Indochine Est, vers 1280.
Dans l'Est de la Péninsule, les Mongols avaient dès le départ privilégié la carte de l'intervention militaire directe, pour deux raisons, l'une pragmatique, l'autre de fond. D'abord, il était hors de question pour Khubilaï de ne pas s'installer effectivement le long des côtes de la mer de Chine méridionale, de ne pas tenir réellement cet espace, garantie pour lui du bon fonctionnement d'échanges maritimes gigantesques que l'empire Yuan devrait très vite assumer. Si, lors de la dernière intrusion au Đại-Việt en 1257, l'argument de la continuation de la guerre contre les Song était tout à fait recevable de leur point de vue, il est clair que dans les années 1280, les Mongols se projettent déjà plus loin. Lê Thành Khôi explique ainsi l'obsession chez le grand Khan de la maîtrise des littoraux Việt et Cham : «Plus que des guerres de prestige, ses expéditions dans la péninsule indochinoise furent dictées par des motifs économiques : la recherche de la route des épices, l'établissement de relations maritimes avec le monde musulman de l'océan Indien et de la méditerranée, et avec le khanat mongol d'Iran. L'unification de l'Asie par la conquête mongole rouvrait les grandes routes du commerce universel : la voie transcontinentale, correspondant à l'antique route de la Soie et du pélerinage bouddhique qui, par le Pamir, unit la Chine à l'Iran et à l'Europe, fermée depuis le XIè siècle par l'expansion des Turcs, et la voie maritime, suivie également par des religieux, mais qui fut essentiellement la route des épices, apportés par les navires arabes, indiens et malais aux ports de Chine méridionale (...). Ce fut le désir d'assurer à ses flottes marchandes, base de la prospérité de son empire, la sécurité des communications ainsi que des points d'appui navals, qui inspira les entreprises de Khubilaï Khan dans l'Asie du Sud-Est» (Histoire du Vietnam, p. 184).

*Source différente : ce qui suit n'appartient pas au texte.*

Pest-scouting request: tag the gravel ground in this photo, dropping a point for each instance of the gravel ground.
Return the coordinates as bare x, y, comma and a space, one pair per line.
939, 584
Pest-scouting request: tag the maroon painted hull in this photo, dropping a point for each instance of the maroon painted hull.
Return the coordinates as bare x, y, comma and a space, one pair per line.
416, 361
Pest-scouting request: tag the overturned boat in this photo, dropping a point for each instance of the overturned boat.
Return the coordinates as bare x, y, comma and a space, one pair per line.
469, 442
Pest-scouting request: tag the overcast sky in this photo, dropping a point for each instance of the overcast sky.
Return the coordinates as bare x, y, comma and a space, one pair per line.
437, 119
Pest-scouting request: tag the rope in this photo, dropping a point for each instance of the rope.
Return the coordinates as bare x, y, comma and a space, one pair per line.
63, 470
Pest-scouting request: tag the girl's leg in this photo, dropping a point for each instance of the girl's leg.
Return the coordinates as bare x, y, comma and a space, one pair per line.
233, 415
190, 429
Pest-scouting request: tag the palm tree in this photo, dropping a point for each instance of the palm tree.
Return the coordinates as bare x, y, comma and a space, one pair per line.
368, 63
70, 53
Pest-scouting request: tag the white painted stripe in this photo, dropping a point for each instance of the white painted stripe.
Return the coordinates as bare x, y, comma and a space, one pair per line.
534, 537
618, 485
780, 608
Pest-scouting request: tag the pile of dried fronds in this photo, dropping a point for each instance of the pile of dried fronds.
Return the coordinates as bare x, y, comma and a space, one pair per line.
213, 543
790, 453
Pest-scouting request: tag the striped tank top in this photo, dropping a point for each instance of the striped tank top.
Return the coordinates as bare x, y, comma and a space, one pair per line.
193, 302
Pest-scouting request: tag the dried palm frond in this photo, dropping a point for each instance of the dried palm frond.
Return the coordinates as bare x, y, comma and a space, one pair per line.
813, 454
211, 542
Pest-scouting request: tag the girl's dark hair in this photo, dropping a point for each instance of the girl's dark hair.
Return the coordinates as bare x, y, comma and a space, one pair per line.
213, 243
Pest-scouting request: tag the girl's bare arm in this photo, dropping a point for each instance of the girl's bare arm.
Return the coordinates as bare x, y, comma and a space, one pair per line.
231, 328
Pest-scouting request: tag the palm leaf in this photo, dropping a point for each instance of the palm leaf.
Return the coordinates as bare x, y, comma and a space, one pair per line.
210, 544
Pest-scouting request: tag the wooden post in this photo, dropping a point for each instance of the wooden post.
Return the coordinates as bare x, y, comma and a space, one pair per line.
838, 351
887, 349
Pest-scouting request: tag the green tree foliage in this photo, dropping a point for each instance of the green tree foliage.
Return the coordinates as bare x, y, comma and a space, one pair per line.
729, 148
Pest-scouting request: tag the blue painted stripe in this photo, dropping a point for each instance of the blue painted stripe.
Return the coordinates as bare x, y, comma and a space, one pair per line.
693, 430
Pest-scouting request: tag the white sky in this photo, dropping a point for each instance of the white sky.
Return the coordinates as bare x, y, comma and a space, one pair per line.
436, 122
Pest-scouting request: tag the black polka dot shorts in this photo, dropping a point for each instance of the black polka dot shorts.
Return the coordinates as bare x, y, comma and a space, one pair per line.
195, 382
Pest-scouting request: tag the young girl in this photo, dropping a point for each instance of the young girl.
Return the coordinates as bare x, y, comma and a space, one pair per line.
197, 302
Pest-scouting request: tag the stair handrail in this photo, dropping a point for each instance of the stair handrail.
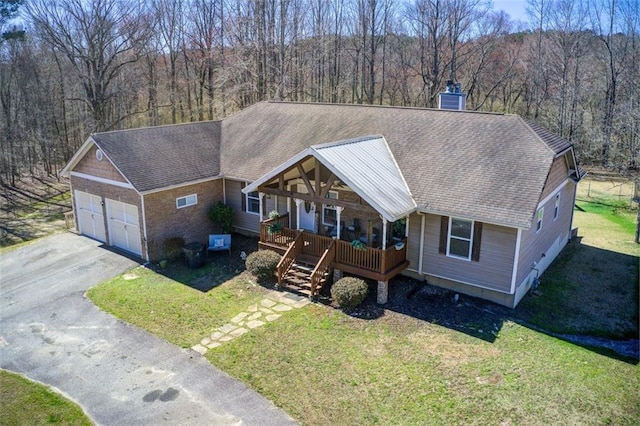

L'autre raison est évidemment symbolique. La victoire finale sur la Chine signifiait pour les Mongols l'assomption de la représentation sino-centrée du monde, en particulier la domination éternelle de l'empire chinois sur des régions entières dont le Đại Việt faisait partie. Certes, les questions de l'origine ethnique et/ou géographique du peuple Việt (ou Kinh), et de son autonomie fondamentale vis-à-vis de la Chine constituent encore à ce jour une pierre d'achoppement dans les relations entre les deux pays, comme ce fut le cas à quelque époque passée, et sous quelque régime politique, chinois ou vietnamien, que ce fût. De l'insurrection anti-chinoise des célèbres soeurs Trưng (Hai Bà Trưng) sous la dynastie Han, jusqu'à la résistance anti-Song de Lý Thường Kiệt (avant l'arrivée des Mongols dans le jeu local), puis (après la défaite de ces derniers) à la lutte contre les Ming, lesquels s'empresseront de revendiquer à nouveau tout le territoire Việt, puis de l'occuper pour vingt ans (1407-1427), l'histoire vietnamienne pourrait, d'une certaine manière, ne concerner que la Chine du Sud.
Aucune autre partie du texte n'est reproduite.